Northport unveils $20.4 million cap-busting budget proposal
The Village of Northport released on Wednesday a tentative $20.4 million budget proposal that includes a cap-busting tax-levy increase of 3.27 percent.
The nearly $450,000 increase over the current fiscal year’s spending would increase the tax rate for residents and businesses by 2.93 percent, raising taxes to $65.14 per $100 of assessed property value. Taxes would go up $1.86 per $100 of property value if the tentative 2016-17 budget is adopted.
“This is a very spare budget, it’s a bare-bones budget,” Deputy Mayor Henry Tobin said. “The board and the mayor and the treasurer have worked very hard to minimize any increase.”

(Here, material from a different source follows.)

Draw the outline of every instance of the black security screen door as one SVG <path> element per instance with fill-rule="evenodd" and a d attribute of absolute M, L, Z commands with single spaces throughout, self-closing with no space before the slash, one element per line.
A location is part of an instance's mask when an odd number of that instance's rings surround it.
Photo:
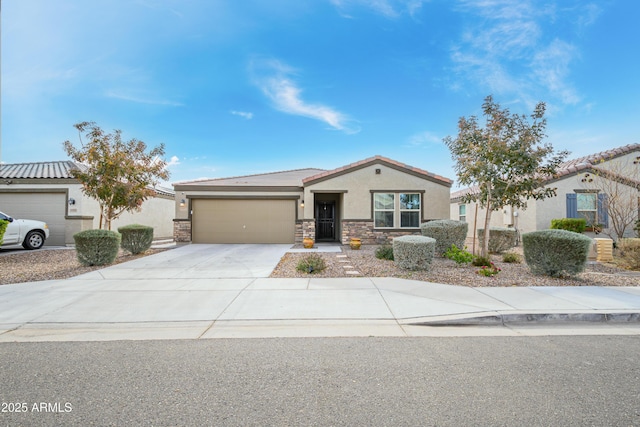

The biggest spending would be $5.8 million on Home and Community Services, with the bulk of that — $4 million — coming from expenses related to ongoing sewer-treatment-plant upgrades, Tobin said. The village would be reimbursed for much of that by the New York State Environmental Facilities Corp.
The latest part of the project would replace sewer lines dating back to the 1930s from Fifth Avenue to Beach Avenue along Woodbine.
“Nobody wants to see their taxes go up — that’s a given,” said Dorothy Walsh, executive director of the Northport Chamber of Commerce. “I would think Northport business men and women would be willing to pay a reasonable tax increase because of the good services that we do have here in the village.”
The second largest budget expense would be $5.4 million for public safety, including the village’s police department, which would tentatively spend $2.9 million on salaries. That includes temporary officers, crossing guards and emergency dispatchers. Police Chief Bill Ricca would be paid $219,938 — the same as his predecessor, former Chief Ray Mahdesian who retired in September.
“People do live here because we’re known to be a safe community and a lot of that has to do with our own police force,” Walsh said. “We have an excellent police force.”
The tentative budget would leave Northport with an anticipated $232,998 surplus.
“It’s a boon for us,” Tobin said. “We’re able to use some of that to reduce the tax burden for next year. And the balance of that we’re able to put in reserves which gives us a buffer for unexpected extraordinary events, such as when we were struck by superstorm Sandy.”
Northport’s next fiscal year runs March 1, 2016, to Feb. 28, 2017.
Three out of the village’s five trustees would need to vote to approve any budget that surpasses the state tax cap, which is about 0.45 percent, Tobin said.